Lifting the lid on the Queen's Property portfolio

Given the vast wealth of the Royal Family, it certainly shouldn’t come as a surprise to hear that Queen Elizabeth II’s property portfolio spreads the width and breadth of the British Isles. Yet figures released by the Crown Estate last year paint a picture of a stunning property portfolio, almost incomprehensible in its wealth. 

At present, the estate is valued at an astonishing £13.1 billion, even though the Queen herself doesn’t own all of the property associated with it and whomever sits on the throne isn’t able to sell parts of it off at will. Properties themselves can be split between those owned by the Queen herself and land that falls under the control of the Crown Estate itself; any monarch won’t receive revenue from this property. 

Still, the magnitude of some of the properties contained within the estate is remarkable, with 7,936 plots owned and land of their own within 271 of the 342 districts across England and Wales ranging from grand hotels to historic castles. They feature:

Sandringham House

Inherited from the Queen’s father and located in Norfolk, Sandringham House is a 20,000-acre estate which passed to her when George VI died in 1952. It’s typically where the Queen spends her winters and was the setting for her first televised Christmas message. 

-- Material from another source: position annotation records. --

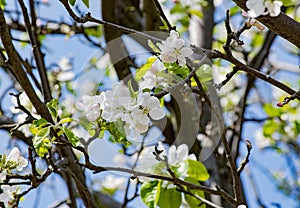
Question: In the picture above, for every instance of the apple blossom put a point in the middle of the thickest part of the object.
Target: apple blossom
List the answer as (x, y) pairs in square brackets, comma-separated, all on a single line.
[(91, 106), (273, 7), (261, 7), (7, 196), (111, 182), (173, 49), (256, 7), (119, 104), (151, 79), (15, 156), (179, 154)]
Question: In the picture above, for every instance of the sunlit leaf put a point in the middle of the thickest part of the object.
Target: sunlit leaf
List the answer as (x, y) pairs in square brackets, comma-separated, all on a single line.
[(192, 201), (142, 71), (149, 193), (71, 136), (72, 2), (169, 198)]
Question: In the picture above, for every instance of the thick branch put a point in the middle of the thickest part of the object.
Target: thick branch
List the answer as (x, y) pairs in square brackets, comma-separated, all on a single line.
[(18, 71), (282, 25)]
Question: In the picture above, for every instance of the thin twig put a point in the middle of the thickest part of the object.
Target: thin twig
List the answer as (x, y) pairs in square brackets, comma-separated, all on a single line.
[(38, 56), (177, 181), (89, 18), (246, 160), (162, 14), (228, 78)]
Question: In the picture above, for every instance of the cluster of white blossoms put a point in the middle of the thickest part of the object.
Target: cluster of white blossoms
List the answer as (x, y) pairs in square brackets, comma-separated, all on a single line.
[(263, 7), (120, 104), (173, 49), (8, 193), (152, 78), (14, 161), (135, 109), (175, 155)]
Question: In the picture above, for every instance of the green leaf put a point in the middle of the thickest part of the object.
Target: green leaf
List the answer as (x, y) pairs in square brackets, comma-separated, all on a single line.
[(159, 169), (169, 198), (71, 136), (116, 129), (72, 2), (52, 107), (153, 46), (131, 90), (192, 201), (270, 127), (43, 132), (41, 145), (149, 193), (272, 111), (65, 120), (37, 125), (86, 3), (142, 71), (93, 31), (196, 12), (182, 72), (196, 170), (2, 4)]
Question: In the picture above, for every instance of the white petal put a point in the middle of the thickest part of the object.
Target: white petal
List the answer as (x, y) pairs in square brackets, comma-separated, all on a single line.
[(152, 102), (143, 119), (157, 113), (182, 152), (14, 154), (92, 115), (172, 155), (179, 43), (186, 51)]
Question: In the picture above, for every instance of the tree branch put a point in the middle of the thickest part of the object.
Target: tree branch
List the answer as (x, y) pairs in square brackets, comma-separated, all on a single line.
[(282, 25)]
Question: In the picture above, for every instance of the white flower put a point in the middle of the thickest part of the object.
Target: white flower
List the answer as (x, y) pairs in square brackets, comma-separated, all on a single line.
[(111, 182), (91, 105), (273, 7), (2, 175), (173, 49), (150, 79), (15, 156), (179, 155), (147, 159), (7, 196), (256, 7), (118, 102), (150, 104), (65, 76)]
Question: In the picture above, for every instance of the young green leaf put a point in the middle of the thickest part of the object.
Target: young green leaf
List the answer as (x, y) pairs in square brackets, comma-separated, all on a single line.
[(41, 145), (72, 2), (52, 107), (149, 193), (169, 198), (197, 170), (71, 136), (86, 3), (142, 71), (192, 201)]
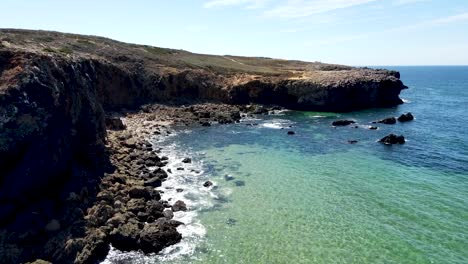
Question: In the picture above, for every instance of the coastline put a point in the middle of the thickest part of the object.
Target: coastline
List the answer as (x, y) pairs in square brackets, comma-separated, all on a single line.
[(71, 187), (155, 123)]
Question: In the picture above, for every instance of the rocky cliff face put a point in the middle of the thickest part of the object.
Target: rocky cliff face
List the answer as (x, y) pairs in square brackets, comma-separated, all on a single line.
[(55, 90)]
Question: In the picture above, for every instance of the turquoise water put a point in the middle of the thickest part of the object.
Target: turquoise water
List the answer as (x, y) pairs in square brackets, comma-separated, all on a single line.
[(314, 198)]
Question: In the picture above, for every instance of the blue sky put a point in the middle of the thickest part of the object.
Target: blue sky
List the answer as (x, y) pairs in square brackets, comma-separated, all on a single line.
[(354, 32)]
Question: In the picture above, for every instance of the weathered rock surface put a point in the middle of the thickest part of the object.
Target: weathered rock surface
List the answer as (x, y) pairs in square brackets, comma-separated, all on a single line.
[(406, 117), (59, 162), (387, 121), (392, 139), (343, 122)]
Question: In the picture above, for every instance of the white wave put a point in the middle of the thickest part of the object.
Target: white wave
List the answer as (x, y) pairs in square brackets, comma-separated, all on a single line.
[(277, 124)]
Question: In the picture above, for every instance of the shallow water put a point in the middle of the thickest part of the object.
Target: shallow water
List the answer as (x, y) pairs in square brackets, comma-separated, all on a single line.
[(314, 198)]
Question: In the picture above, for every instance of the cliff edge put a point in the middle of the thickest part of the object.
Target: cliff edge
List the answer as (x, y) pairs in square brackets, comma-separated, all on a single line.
[(56, 89)]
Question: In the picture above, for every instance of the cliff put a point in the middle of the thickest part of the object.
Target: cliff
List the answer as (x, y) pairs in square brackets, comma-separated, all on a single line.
[(55, 90)]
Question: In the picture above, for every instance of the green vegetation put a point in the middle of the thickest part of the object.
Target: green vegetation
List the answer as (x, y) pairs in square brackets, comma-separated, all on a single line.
[(66, 50)]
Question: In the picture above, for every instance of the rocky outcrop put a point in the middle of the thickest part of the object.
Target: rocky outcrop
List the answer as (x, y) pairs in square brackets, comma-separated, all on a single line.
[(55, 92), (392, 139), (406, 117)]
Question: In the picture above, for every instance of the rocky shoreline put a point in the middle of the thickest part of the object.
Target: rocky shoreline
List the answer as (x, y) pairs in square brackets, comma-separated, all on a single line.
[(69, 187), (128, 212)]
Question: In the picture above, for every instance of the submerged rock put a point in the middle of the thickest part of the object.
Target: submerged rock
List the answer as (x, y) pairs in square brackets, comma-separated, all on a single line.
[(392, 139), (114, 123), (406, 117), (153, 182), (343, 122), (387, 121)]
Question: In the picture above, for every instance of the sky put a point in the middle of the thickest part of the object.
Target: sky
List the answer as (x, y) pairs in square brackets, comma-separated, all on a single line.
[(352, 32)]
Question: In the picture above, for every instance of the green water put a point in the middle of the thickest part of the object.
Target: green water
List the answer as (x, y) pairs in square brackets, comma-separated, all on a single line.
[(314, 198), (334, 209)]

The Crown owns several palaces across London, including, unsurprisingly, Buckingham Palace, Clarence House and St. James’ Palace, all of which are maintained by the Royal Household Property Section. That will offer clarity for those of you who may have wondered how the Queen and her family were able to keep up with what will surely be an astronomical amount of tidying up. 


What’s a monarch without their castle(s)? The Queen and Prince Phillip spend the majority of their summer at their 20,000-hectare Scottish estate Balmoral Castle in Aberdeenshire, but can also lay claim to Lancaster Castle in Lancashire, Pickering Castle in Yorkshire and Hillsborough Castle in Northern Ireland, to name but a few.

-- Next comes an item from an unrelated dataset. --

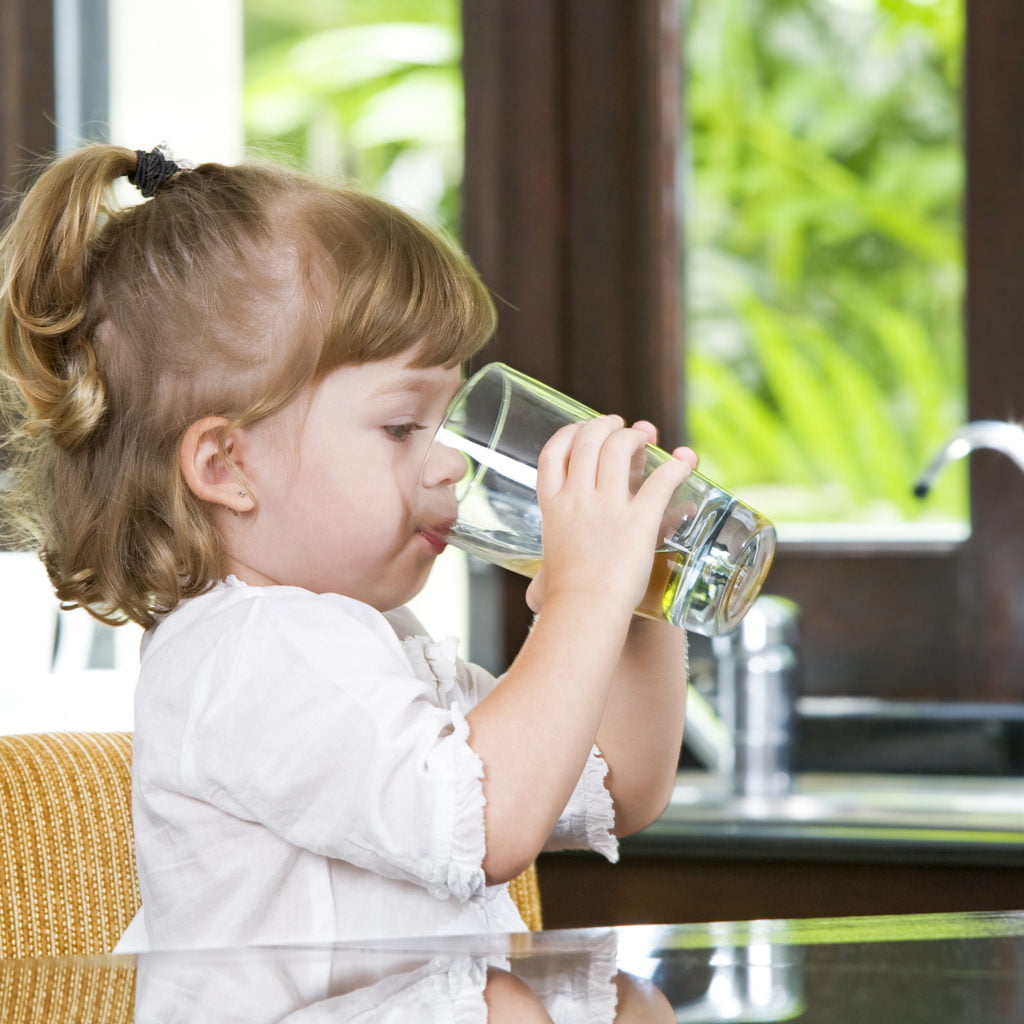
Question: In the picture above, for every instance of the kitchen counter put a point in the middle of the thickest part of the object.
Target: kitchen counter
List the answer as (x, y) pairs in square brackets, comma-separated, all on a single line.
[(927, 819), (835, 845)]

Beyond this, the Crown Estate also own the site for the world-famous Gold Cup, Ascot Racecourse in Berkshire, the entirety of Regent Street and St. James’ Market in London, around 263,000 acres of farmland across Great Britain and, funnily enough, fishing rights in Scotland. That means that any of you fancying a trip north of the border to catch whales and sturgeons could find yourself in hot water with the Crown, as these are designated ‘royal fish’ and will presumably be less-than impressed with being caught.